El hallazgo del cuerpo de una persona entre 45 y 50 años en un camino de terracería del ejido Jiquilpan, Mexicali, ha reavivado el debate sobre cómo las fiscalías estatales deben abordar los asesinatos de personas trans. Las primeras versiones policiales hablaron de una mujer sin vida, mientras el Servicio Médico Forense la registró posteriormente como hombre. Esta discrepancia inicial motivó al Colectivo Arcoiris a solicitar que la Fiscalía General del Estado de Baja California incorpore de inmediato la perspectiva de orientación sexual e identidad de género en la investigación.
La discrepancia inicial y sus consecuencias
El contraste entre el reporte municipal y el dictamen forense no es un error aislado. Cuando las instituciones cambian la clasificación de la víctima sin consultar a la comunidad, se genera un vacío de información que dificulta tanto la identificación como el posterior análisis de patrones de violencia. Javier Russell, presidente del comité, subrayó que tratar el caso únicamente como homicidio común borra la posibilidad de examinar si la identidad de género fue un factor en el crimen.
La representante de mujeres trans en Mexicali, Verónica Ustoa, ha pedido a la ciudadanía que observe los tatuajes del cuerpo para ayudar a reconocerla. Esta solicitud práctica revela la ausencia de protocolos claros para difundir información sensible sin exponer a la víctima ni a sus familiares a mayor estigma.

Reformas legales que aún no se traducen en protección
La reforma al Código Civil que reconoce la identidad de género de las mujeres trans existe en Baja California desde hace varios años. Sin embargo, los programas de atención violeta y las unidades especializadas continúan aplicando criterios binarios que excluyen a personas trans de los apoyos disponibles. Esta brecha entre la norma escrita y su implementación práctica constituye uno de los principales obstáculos señalados por activistas locales.
El argumento de Arcoiris no se limita a pedir una mejor investigación del caso actual. El colectivo sostiene que la falta de aplicación de los programas de protección refuerza la vulnerabilidad estructural de las mujeres trans, quienes enfrentan tasas de violencia significativamente superiores a la media estatal.
Discursos de odio como factor precursor
Russell vinculó directamente los discursos de odio con el incremento de agresiones. Esta conexión no es retórica: estudios regionales sobre delitos de odio en el norte de México muestran que las expresiones públicas de rechazo preceden en varios meses a picos de violencia física contra personas LGBT+. Cuando las autoridades no condenan de manera explícita estas narrativas, se envía una señal de permisividad que debilita los mecanismos de prevención.

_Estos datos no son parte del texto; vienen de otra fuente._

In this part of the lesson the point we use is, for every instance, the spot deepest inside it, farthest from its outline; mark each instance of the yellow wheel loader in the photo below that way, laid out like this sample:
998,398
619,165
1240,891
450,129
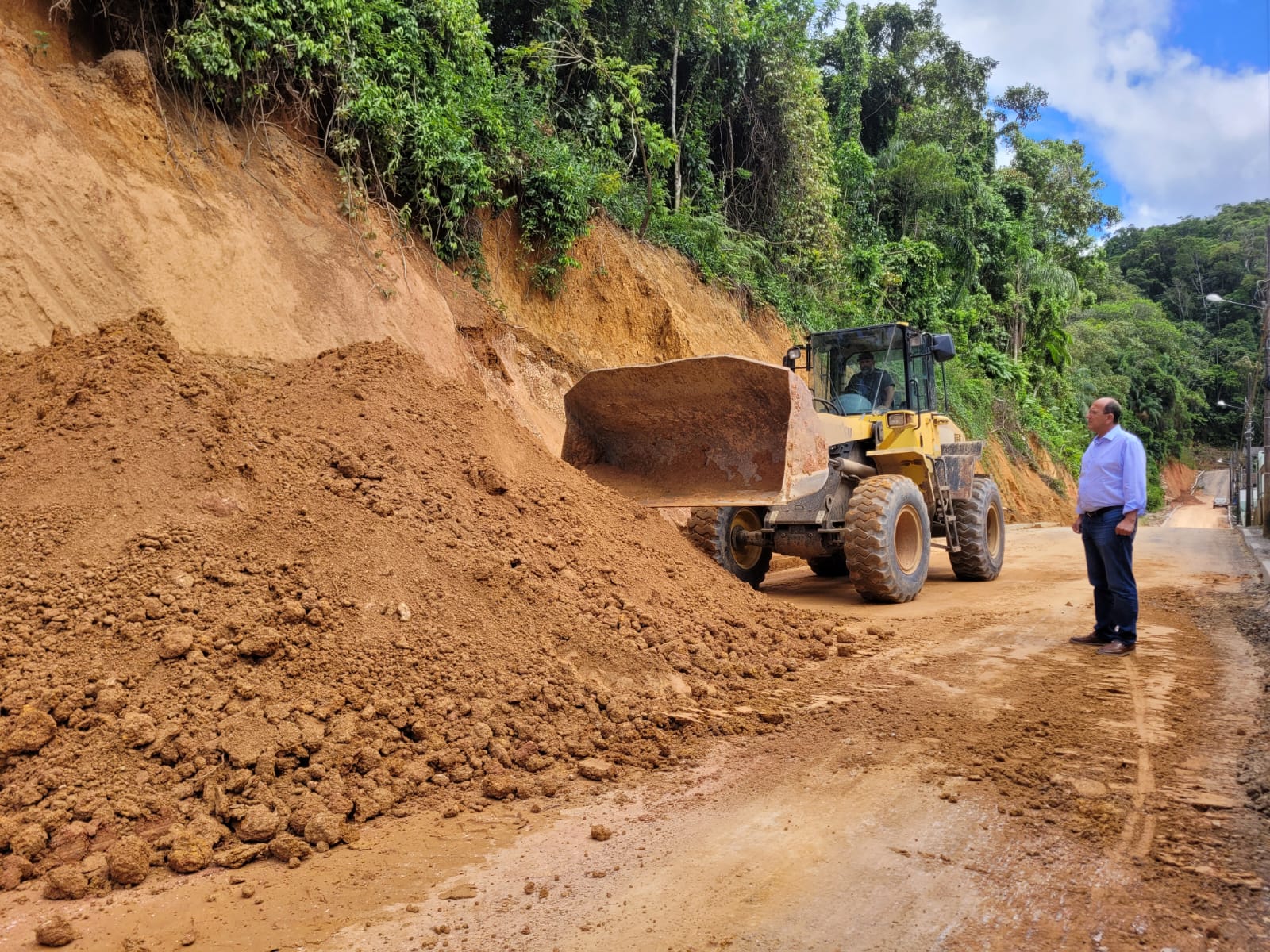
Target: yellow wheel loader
842,456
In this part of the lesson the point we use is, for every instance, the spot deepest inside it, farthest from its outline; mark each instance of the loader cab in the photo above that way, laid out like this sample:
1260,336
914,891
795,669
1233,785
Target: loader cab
873,370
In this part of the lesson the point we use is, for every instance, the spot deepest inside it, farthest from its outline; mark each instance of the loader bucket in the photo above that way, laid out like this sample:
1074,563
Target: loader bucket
706,431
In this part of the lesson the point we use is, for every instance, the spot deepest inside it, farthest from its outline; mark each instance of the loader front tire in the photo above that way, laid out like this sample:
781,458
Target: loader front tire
747,562
888,539
981,530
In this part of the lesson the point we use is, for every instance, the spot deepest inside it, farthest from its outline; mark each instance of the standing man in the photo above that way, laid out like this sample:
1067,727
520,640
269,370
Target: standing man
1113,493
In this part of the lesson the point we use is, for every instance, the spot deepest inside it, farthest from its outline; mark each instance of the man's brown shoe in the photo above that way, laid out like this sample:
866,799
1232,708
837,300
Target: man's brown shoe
1091,639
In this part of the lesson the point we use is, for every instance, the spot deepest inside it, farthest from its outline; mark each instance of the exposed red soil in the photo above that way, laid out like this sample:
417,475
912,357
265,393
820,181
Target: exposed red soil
252,596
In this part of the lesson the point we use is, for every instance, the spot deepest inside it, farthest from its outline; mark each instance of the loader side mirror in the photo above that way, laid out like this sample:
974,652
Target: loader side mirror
943,348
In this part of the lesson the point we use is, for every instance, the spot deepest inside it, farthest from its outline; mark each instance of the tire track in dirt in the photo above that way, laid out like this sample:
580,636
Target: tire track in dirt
1140,825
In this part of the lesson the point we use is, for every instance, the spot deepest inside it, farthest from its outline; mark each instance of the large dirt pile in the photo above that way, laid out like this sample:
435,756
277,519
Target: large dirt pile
245,606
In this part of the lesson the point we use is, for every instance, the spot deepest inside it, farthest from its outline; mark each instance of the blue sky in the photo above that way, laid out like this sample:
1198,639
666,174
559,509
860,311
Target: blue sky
1172,98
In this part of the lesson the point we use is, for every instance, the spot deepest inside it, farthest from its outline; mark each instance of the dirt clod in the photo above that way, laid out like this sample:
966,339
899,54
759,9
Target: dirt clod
129,861
595,768
55,932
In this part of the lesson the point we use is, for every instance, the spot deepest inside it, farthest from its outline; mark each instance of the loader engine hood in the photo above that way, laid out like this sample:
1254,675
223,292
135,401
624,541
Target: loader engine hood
705,431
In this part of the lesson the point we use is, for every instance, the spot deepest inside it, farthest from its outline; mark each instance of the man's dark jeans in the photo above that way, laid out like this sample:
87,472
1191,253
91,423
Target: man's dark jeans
1109,560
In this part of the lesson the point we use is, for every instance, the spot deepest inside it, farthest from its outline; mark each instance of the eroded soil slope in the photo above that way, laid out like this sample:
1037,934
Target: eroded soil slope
239,601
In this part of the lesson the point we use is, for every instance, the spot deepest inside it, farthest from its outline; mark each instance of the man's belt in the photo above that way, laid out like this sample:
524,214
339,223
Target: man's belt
1104,509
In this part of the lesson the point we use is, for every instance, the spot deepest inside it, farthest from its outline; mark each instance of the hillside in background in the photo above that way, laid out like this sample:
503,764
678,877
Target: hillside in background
238,243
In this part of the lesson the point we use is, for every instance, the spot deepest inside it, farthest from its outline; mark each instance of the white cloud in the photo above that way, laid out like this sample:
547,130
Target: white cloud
1179,136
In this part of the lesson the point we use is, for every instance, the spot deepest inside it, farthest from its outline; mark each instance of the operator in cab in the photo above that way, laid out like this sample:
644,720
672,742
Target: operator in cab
872,382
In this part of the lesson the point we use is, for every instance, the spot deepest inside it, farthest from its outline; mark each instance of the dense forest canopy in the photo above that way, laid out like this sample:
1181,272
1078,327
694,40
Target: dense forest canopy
845,164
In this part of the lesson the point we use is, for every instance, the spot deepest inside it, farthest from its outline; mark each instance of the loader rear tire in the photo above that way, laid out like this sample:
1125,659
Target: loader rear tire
747,562
981,528
829,566
888,539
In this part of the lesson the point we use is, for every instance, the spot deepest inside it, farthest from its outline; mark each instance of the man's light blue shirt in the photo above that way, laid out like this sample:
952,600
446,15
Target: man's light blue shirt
1113,473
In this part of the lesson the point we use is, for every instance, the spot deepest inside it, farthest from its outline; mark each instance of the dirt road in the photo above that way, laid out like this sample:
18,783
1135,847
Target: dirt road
959,777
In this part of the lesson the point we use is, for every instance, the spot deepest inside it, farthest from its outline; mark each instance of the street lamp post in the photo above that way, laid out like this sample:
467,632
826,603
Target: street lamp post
1265,359
1244,511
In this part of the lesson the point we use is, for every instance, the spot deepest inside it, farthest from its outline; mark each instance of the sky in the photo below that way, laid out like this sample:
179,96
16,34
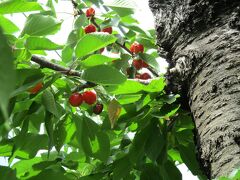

Desde la perspectiva institucional, la Fiscalía ha mantenido silencio sobre si abrirá una línea de investigación con perspectiva de género. Esta omisión genera incertidumbre tanto en la comunidad trans como en organismos internacionales que monitorean el cumplimiento de recomendaciones en materia de derechos humanos.
Escenarios futuros y riesgos de inacción
Si las fiscalías estatales continúan sin protocolos estandarizados para casos de personas trans, es previsible que los índices de impunidad se mantengan elevados. La ausencia de datos desagregados por identidad de género impide diseñar políticas públicas focalizadas y dificulta la comparación con otras entidades del país que sí han avanzado en este registro.
Otro riesgo identificado es la posible migración interna de mujeres trans hacia entidades con mayor reconocimiento institucional. Esta movilidad, aunque representa una estrategia de supervivencia individual, puede sobrecargar los servicios de apoyo en ciudades receptoras y dejar desprotegidas a quienes permanecen en Baja California.
La exigencia del Colectivo Arcoiris plantea un punto de inflexión: la posibilidad de que el caso de Jiquilpan se convierta en precedente para que otras fiscalías incorporen la perspectiva de género desde el primer momento. De no materializarse esta oportunidad, la brecha entre el marco legal y la realidad cotidiana de las personas trans seguirá ampliándose.